Thursday and believe it or not I am up at 6:45 to move my partners car off the drive as the guy who is putting in the base for the new garden shed is arriving at 7am, and by jove he does. A single bloke with a van and a substantial gut who unloads wood and a case full of tools. I offer a drink but he declines and gets on with the construction of the base. He clearly works at pace as within minutes he has his top off. A bit disturbing at this early hour. I take my morning meds and have breakfast and prepare my clothes for my visit later to the hospital. With that done I ring the boiler service folk and book ours in for its annual service. In no time at all, or at least by 10 o’clock todays builder badger has completed his task. There is a shed base concreted in and awaiting the shed to top it.

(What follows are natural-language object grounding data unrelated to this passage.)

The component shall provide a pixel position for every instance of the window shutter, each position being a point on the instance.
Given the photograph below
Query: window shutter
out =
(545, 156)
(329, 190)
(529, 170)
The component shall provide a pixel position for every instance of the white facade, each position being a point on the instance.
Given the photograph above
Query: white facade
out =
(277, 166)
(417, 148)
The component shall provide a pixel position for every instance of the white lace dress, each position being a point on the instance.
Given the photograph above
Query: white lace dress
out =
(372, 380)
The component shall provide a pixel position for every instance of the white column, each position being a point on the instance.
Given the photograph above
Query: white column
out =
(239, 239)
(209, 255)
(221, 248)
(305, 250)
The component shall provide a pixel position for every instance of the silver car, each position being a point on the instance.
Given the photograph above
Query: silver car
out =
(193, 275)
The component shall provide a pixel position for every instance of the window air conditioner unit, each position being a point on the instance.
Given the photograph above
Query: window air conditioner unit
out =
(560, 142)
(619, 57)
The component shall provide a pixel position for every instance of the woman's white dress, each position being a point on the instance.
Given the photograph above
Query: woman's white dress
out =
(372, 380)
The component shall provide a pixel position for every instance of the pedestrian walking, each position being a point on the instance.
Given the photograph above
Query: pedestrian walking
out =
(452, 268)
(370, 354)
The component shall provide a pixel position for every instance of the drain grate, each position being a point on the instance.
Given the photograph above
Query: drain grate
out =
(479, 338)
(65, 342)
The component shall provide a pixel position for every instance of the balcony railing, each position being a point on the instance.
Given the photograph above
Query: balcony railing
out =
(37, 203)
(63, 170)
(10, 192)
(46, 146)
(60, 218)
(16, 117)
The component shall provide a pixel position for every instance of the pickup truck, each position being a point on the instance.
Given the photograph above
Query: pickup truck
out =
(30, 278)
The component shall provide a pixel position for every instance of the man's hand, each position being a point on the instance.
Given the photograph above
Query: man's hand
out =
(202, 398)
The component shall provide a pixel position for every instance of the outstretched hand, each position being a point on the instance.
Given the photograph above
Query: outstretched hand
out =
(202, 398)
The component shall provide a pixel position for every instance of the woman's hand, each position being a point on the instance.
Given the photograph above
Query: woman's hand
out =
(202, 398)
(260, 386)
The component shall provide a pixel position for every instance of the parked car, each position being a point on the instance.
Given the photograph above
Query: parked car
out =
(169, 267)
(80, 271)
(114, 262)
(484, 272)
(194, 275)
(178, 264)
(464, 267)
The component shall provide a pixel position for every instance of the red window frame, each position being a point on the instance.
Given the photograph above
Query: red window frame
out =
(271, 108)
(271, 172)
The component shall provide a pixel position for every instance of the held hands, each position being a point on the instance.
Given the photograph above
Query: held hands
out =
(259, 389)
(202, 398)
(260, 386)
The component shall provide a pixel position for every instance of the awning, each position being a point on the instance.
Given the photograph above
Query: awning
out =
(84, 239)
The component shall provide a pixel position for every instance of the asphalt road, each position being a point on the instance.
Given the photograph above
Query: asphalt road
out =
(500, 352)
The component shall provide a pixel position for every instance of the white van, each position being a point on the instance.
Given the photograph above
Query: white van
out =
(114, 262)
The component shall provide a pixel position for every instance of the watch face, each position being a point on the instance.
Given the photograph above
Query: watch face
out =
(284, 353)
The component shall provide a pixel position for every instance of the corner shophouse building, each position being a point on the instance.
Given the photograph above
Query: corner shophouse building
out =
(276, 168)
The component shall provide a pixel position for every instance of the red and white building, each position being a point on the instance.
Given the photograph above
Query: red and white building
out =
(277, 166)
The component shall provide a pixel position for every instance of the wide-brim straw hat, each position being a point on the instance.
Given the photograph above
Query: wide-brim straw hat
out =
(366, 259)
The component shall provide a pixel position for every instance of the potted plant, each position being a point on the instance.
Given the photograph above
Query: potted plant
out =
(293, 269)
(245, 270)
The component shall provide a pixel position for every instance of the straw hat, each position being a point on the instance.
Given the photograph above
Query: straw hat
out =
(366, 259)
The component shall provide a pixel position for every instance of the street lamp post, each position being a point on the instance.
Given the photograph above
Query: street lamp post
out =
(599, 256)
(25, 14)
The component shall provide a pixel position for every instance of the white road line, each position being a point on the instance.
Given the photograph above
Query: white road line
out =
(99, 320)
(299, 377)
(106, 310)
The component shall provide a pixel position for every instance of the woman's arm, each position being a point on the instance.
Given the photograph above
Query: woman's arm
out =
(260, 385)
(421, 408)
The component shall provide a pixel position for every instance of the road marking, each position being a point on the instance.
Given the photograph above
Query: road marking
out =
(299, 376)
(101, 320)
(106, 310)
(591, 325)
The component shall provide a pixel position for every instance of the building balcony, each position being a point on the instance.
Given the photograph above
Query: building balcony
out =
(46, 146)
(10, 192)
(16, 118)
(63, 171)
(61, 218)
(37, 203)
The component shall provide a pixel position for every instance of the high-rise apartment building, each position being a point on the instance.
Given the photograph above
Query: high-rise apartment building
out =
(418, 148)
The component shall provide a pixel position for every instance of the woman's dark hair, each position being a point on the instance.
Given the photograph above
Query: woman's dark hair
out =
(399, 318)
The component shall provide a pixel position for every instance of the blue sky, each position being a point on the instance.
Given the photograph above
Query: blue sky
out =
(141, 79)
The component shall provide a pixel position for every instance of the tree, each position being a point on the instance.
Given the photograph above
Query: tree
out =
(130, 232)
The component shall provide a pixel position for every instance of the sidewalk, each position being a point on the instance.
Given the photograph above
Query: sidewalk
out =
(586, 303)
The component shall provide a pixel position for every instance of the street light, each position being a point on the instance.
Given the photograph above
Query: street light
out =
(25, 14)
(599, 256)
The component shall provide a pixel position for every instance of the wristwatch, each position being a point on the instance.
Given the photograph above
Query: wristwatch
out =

I say farewell to the builder badger and then change into my training kit. I squeeze in a half hour session on the rower and to my surprise crack my 6 kilometre standard. Its all a bit rushed now as I am to leave for the hospital so I head for the shower.

Having showered and taken everything metal off me I leave for the hospital smelling sweetly. I arrive and as I know my way to the department its an easy journey. In the nuclear medicine department I check in and soon I am called in. This is when the fun start. My nurse is a chatter box and gives me a running commentary on what she is doing which turns into a monologue about why its going wrong. She misses the first vein, “too wobbly” and then the use of the smaller needle into the vein in my wrist. Having made me radioactive I am sent away for two hours to ferment, which apparently helps to show my bones at their best. So I leave the department and go and sit in the hospital cafĂ© with a sandwich, drink and a Kitkat. Of course I have a book to read, Jim Harrison: The Essential Poems. At the appointed time, two hours after the radiation went into me I am called into the scan room. I get to lay on the scan bench where two assistants swaddle me so I cannot move and then for 45 minutes I am scanned. Eventually I am roused from my revere and told the scan is ended. I leave the now empty department and drive home through terrible traffic.
Once home I rest for a bit before putting a tarpaulin over the shed base to protect it for the week before the new shed arrives. I eat a meal with the family and then flop on the settee totally out of energy. I drift until I draft the blog and then take my night meds and go to bed. Hopefully tomorrow will be slower although I shall be going with my partner to collect her new car and preparing for the visit of my youngest grandchild and his parents. All part of moving on.